Cisco Distributed Director

Werner Wiethege ww at db.com
Fri Jun 16 18:20:55 UTC 2000


On Fri, 16 Jun 2000, Barry Margolin wrote:
 
> Since your TTL is 0 seconds, the caching nameserver shouldn't actually
> cache the record.  It should forward it to the client machine, and then
> discard it.  The next time a client tries to look it up, the caching server
> should go back to the DD.  If you have even load balancing configured on
> the DD, it should alternate which address it gives out each time.  AFAIK,
> the fact that all the queries are coming from the same nameserver shouldn't
> matter.
 
The BIND 8.2.3T5B code checks for staleness of a record with the
following
comparison (in function stale in ns_eq.c):
                  dp->d_ttl >= (u_int32_t)tt.tv_sec               
where d_ttl is the time when a record expires and tv_sec the current
time.
I assume older versions have the same kind of check.

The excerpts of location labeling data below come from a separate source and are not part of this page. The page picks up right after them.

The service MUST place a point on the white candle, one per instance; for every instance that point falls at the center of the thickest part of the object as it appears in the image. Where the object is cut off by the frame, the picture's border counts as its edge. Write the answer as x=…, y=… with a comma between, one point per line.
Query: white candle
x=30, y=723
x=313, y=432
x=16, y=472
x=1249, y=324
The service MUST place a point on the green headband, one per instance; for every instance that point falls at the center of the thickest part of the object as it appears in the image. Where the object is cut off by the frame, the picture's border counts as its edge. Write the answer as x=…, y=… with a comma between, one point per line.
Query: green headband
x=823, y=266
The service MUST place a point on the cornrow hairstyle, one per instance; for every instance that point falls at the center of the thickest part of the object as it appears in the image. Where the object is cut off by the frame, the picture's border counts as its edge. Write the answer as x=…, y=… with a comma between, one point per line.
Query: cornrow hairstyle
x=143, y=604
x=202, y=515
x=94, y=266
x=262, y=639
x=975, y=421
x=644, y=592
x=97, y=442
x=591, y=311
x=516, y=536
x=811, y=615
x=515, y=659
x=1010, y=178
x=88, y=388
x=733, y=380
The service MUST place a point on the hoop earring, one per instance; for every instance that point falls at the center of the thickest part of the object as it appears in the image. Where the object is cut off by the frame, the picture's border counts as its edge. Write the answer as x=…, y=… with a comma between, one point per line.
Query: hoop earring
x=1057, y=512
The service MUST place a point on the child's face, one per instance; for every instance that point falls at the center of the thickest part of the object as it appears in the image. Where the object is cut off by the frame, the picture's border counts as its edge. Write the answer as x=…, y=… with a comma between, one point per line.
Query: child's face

Considering records to be valid as long as the times in seconds are
the same can explain the behaviour that a caching nameserver keeps
returning the same value for almost a second when the TTL is 0.
Tests done by Pete Taylor where he left out without the equal sign
have shown different behaviour. Does TTL have inclusive or exclusive
interpretation in the standards or is it an implementation issue?